Book of Abstracts: Albany 2011
June 14-18 2011
©Adenine Press (2010)
Point mutation in M9-M10 loop of the yeast Pma1 H+-ATPase affects both ATPase functioning and polyphosphate (PolyP) distribution
Both ATP and linear polymers of inorganic phosphate (Pi) PolyP are involved in cell energetics and metabolism. Role of ATP and ATPases is well established, while less is known about PolyP. However, it is clear that PolyP are involved in storage of Pi, membrane channel formation, cation binding, regulation of enzyme activities, gene expression (1). There are very little data on the interaction between ATP and PolyP metabolism. Yeast plasma membrane (Pma1) Н+-ATPase generates electrochemical Н+ gradient providing energy for operating the secondary solute transport systems. The enzyme is embedded in the membrane by 10 segments (M1-M10) with most of the molecule located in cytosole or in the membrane; only 5 % of the molecule face extracellular space. Yeast Pma1 Н+-АТРase is regulated by glucose: during glucose consumption ATP is produced, this triggers activation of Pma1 functioning manifested in 3-10-fold increase of Vmax, and decrease of Km and Ki. ATPase activation is structurally accompanied by the enzyme multiple phosphorylation (2); two tandemly positioned sites are located in the enzyme C-terminal tail (3).

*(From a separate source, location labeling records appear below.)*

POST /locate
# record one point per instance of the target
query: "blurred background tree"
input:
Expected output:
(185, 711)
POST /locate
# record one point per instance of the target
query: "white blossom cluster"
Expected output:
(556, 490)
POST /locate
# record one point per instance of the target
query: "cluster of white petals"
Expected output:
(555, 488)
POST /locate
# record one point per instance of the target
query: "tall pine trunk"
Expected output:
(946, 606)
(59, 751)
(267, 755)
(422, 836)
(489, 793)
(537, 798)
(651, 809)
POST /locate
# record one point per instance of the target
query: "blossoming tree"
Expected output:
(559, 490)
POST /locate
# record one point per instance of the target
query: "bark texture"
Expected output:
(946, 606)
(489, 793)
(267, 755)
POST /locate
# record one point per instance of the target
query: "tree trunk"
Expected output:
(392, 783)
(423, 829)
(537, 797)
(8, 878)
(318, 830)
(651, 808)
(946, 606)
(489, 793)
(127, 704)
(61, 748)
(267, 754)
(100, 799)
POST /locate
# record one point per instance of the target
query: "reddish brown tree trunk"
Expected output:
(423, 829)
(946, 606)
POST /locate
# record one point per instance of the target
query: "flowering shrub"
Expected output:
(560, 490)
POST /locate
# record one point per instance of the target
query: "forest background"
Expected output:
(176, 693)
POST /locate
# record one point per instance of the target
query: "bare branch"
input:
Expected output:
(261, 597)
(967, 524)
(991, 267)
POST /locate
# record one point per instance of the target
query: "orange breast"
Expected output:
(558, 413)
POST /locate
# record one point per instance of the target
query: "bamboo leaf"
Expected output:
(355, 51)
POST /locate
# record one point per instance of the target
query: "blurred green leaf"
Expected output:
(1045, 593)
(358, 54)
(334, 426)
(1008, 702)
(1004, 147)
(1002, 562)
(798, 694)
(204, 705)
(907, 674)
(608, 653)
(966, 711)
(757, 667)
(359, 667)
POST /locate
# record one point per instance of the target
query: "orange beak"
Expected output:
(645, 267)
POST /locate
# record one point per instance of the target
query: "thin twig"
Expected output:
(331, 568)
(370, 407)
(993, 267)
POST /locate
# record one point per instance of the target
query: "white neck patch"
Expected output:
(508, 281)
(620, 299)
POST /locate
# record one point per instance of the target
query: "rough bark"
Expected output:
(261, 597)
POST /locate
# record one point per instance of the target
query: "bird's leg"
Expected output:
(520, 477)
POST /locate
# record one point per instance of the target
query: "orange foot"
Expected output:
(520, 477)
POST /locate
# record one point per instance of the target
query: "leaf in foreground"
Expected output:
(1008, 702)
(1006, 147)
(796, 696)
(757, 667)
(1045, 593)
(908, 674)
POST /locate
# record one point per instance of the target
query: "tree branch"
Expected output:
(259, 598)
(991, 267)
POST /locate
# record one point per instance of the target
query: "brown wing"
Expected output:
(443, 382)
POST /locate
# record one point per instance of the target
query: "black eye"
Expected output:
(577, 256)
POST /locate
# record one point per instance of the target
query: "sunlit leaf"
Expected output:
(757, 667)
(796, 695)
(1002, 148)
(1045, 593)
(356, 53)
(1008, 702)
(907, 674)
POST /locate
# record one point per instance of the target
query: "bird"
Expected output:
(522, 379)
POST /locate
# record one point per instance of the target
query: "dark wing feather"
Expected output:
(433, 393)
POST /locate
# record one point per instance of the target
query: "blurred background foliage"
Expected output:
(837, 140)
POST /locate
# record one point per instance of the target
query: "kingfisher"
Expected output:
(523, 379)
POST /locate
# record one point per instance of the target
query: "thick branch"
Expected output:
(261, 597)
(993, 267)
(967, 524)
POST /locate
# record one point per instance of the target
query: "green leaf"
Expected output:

Most of the plausible residues for the ATPase phosphorylation (Ser, Thr, Asp, and Glu) are located in the inner parts of the enzyme; however, there are several phosphorylable residues located in the Pma1 outer parts: D714, S716, D718, and D720 in the M5-M6 loop and S846, E847, T850, and D851 in the M9-M10 loop which is close to the enzyme regulatory C-tail. It seems reasonable that multiple phosphorylation of Pma1 goes subsequently, and first of such sites could be located in the extracellular part of the enzyme. The M5-M6 loop residues, except D714, were found not to be important for the enzyme structure-function relationship; the D714A mutant activity was unessential to be studied further (4). Therefore, we choose to replace with Ala one of the residues in the M9-M10 loop of the enzyme which could be phosphorylated – T850. When T850 is replaced with Ala, the mutated enzyme activity dropped significantly; at the same time the ability of the mutated enzyme to be activated by glucose was strongly impaired (Fig. 1, left). In parallel with ATPase activity assay, distribution of PolyP fractions (PolyP1-PolyP5) was analyzed. No significant changes were found between most PolyP fractions in logarithmic and stationary phases of the wild type (WT) and T850A mutant. However, PolyP3 fraction stood out of the rest displaying almost twofold increase of PolyP amount in the mutant during stationary phase compare with only a quarter in the WT (Fig. 1, right). Since ATPase is more active during logarithmic phase (similar to GM and CS conditions in Fig. 1, left), it points to a connection between ATP and Poly metabolisms. Significant increase of PolyP3 amount in the T850A mutant in stationary phase may point to the lack of one of the phosphorylation sites. Further study of this and similar mutants, although methodologically challenging, seems certain to yield useful insights into the fundamental mechanisms of ATP and PolyP interactive metabolisms.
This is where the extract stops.